Contagious Diseases (Animals) Act 1878
- Parliament of the United Kingdom
- Long title: An Act for making better provision respecting Contagious and Infectious Diseases of Cattle and other Animals; and for other purposes.
- Citation: 41 & 42 Vict. c. 74
- Territorial extent: United Kingdom

Dates
- Royal assent: 16 August 1878
- Commencement: 30 September 1878, except as otherwise expressed

Other legislation
- Amends: Contagious Diseases (Animals) Act 1869
- Repeals/revokes: Cattle Disease (Ireland) Amendment Act 1870;
- Amended by: Statute Law Revision Act 1883; Contagious Diseases (Animals) Act 1884; Summary Jurisdiction Act 1884; Contagious Diseases (Animals) Transfer of Parts of Districts Act 1884; Contagious Diseases (Animals) Act 1886; Contagious Diseases (Animals) (Pleuro-pneumonia) Act 1890; Public Health (London) Act 1891; Contagious Diseases (Animals) Act 1892; Contagious Diseases (Animals) Act 1893; Diseases of Animals Act 1894; Milk and Dairies (Consolidation) Act 1915;

Status: Repealed

Text of statute as originally enacted

Text of the Contagious Diseases (Animals) Act 1878 as in force today (including any amendments) within the United Kingdom, from legislation.gov.uk.

= Contagious Diseases (Animals) Act 1878 =

Act of the Parliament of the United Kingdom

The Contagious Diseases (Animals) Act 1878 (41 & 42 Vict. c. 74) was an act of the Parliament of the United Kingdom passed by Benjamin Disraeli's Conservative government.

A select committee was appointed in 1877 to investigate animal diseases. The resulting act established central rather than local control over all outbreaks of animal disease.

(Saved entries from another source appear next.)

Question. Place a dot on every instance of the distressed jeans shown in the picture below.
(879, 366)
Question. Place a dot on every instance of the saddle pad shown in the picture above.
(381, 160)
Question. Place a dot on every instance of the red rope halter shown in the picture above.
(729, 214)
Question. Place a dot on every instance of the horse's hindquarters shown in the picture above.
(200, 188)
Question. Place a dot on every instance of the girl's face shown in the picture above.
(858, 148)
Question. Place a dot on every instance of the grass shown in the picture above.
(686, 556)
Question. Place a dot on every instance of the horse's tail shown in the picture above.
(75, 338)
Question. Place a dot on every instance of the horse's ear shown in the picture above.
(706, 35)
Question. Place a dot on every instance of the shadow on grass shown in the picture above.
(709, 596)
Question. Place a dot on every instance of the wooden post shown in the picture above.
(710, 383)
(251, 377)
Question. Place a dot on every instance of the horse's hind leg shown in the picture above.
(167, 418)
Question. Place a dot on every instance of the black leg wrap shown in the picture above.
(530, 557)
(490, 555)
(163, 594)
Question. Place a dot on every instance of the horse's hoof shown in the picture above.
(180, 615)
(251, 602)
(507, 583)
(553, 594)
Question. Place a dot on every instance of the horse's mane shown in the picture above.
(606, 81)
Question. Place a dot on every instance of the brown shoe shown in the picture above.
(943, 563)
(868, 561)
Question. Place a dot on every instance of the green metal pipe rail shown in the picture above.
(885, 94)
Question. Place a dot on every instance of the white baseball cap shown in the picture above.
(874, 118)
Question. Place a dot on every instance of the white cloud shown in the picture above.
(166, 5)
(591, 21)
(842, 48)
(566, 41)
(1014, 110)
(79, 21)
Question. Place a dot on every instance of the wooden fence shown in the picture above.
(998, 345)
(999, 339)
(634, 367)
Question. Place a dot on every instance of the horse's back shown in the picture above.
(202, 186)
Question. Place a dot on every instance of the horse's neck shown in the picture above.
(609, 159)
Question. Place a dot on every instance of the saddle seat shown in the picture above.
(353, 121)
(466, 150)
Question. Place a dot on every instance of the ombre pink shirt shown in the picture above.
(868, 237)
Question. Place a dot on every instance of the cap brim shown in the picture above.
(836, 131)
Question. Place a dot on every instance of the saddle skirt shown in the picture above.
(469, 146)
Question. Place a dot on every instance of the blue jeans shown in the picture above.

The agriculturist Jacob Wilson considered the act "an undoubted benefit conferred upon the agricultural interest by the Conservative Government". It was opposed by the Radicals.

== Provisions ==

=== Repealed enactments ===
Section 4(1) of the act repealed 10 enactments, listed in the first schedule to the act.

| Citation | Short title | Description | Extent of Repeal |
|---|---|---|---|
| 32 & 33 Vict. c. 70 | Contagious Diseases (Animals) Act 1869 | The Contagious Diseases (Animals) Act, 1869 | In part, namely:— (i.) Paragraphs 2, 3, and 4 of section 28 (local), relating to the markets of the mayor, aldermen, and commons of the City of London, with the Fifth Schedule, referred to in that section. (ii.) Sections 100 and 101 (transitory), relating to money borrowed by local authorities before the passing of that Act. |
| 38 & 39 Vict. c. 75 | Contagious Diseases (Animals) (Scotland) Act 1875 | An Act to amend the Contagious Diseases (Animals) Act, 1869 | The whole act. |
| 11 & 12 Vict. c. 105 | Importation of Sheep Act 1848 | An Act to prohibit the importation of sheep, cattle, or other animals, for the purpose of preventing the introduction of contagious or infectious disorders | The whole act. |
| 11 & 12 Vict. c. 107 | Contagious Disorders (Sheep), etc. Act 1848 | An Act to prevent, until the first day of September, one thousand eight hundred and fifty, and to the end of the then session of Parliament, the spreading of contagious or infectious disorders among sheep, cattle, and other animals | The whole act. |
| 16 & 17 Vict. c. 62 | Contagious Diseases (Animals) Act 1853 | An Act to extend and continue an Act of the twelfth year of Her present Majesty, to prevent the spreading of contagious or infectious disorders among sheep, cattle, and other animals | The whole act. |
| 29 & 30 Vict. c. 4 | Cattle Disease Act (Ireland) 1866 | The Cattle Disease Act (Ireland), 1866 | The whole act. |
| 33 & 34 Vict. c. 36 | Cattle Disease (Ireland) Amendment Act 1870 | The Cattle Disease (Ireland) Amendment Act, 1870 | The whole act. |
| 35 & 36 Vict. c. 16 | Cattle Disease (Ireland) Amendment Act 1872 | The Cattle Disease (Ireland) Amendment Act, 1872 | The whole act. |
| 37 & 38 Vict. c. 6 | Cattle Disease (Ireland) Acts Amendment Act 1874 | The Cattle Disease (Ireland) Acts Amendment Act, 1874 | The whole act. |
| 39 & 40 Vict. c. 51 | Cattle Disease (Ireland) Act 1876 | The Cattle Disease (Ireland) Act, 1876 | The whole act. |

== Subsequent developments ==
The whole act, except section 34, was repealed by section 78 of, and the fifth schedule to, the Diseases of Animals Act 1894 (57 & 58 Vict. c. 57), which came into force on 25 August 1894.